Commentary on Bence Nanay, Mental Imagery

Fabrizio Calzavarini, University of Turin

Bence Nanay’s Mental Imagery (OUP) is an impressive work that provides a comprehensive neurofunctional exploration of the idea that mental imagery is “perceptual representation that is not directly triggered by sensory input” (p. 4). Bence’s ability to combine sophisticated philosophical analyses with careful discussion of a huge amount of empirical data is absolutely remarkable, and, without a doubt, this book is one of the most important contributions to the study of this topic in recent years and beyond. I was lucky to have the opportunity to discuss this book with Bence at the final conference of his ERC project in Antwerp (short paper here). In this short commentary I would like to reiterate the point made in that occasion.

Bence’s definition of multimodal mental imagery –where perceptual representations in one modality are triggered by stimulation in another –requires a way to distinguish sensory modalities in the human brain, as Bence himself admits (p. 100). Without such a distinction, it becomes difficult to determine whether an instance of mental imagery is truly multimodal or simply an activation of a more modality-independent representation. In my opinion, this might not be an easy task to accomplish.

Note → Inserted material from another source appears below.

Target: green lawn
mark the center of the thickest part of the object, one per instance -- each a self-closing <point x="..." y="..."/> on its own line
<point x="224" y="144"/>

The traditional model of perception assumes that sensory modalities are neuroanatomically distinctvision in the occipital cortex, audition in the temporal cortex, touch in the somatosensory cortex, etc. In some of my previous work (Calzavarini 2024a, 2024b, 2025), including a target paper for commentaries (here), I have claimed that this model might be obsolete. Recent research in the neuroscience of perception has shown that most of the putative early modality-specific regions of the brain (e.g., “visual” regions such as LOC, hMT+/V5, FFA, PPA, as well as significant parts of the “auditory”, the “motor”, and the “limbic” cortex) appear to be supramodal in nature – that is, they can process specific information (e.g., shape, motion, frequency) in multiple sensory modalities and in both normal and sensory-deprived individuals. Even primary sensory areas appear to show supramodal responses; V1, for instance, is activated in spatial processing via touch and audition in blind individuals. According to a strong or global interpretation of these data, the entire human brain has a metamodal (Pascual—Leone & Hamilton 2001), supramodal (Ricciardi et al. 2014) or task-specific and modality-invariant organization (Heimler et al. 2015).

Although caution is needed for various reasons, this undoubtedly complicates the attempt to sort the senses at the neural level. Bence seems to be aware of this difficulty. In chapter 14, he explicitly rejects a neuroanatomical criterion for distinguishing sensory modalities, arguing that brain plasticity allows sensory areas to be repurposed after sensory deprivation—for example, occipital areas in blind individuals processing touch and audition instead of vision (pp. 100-101).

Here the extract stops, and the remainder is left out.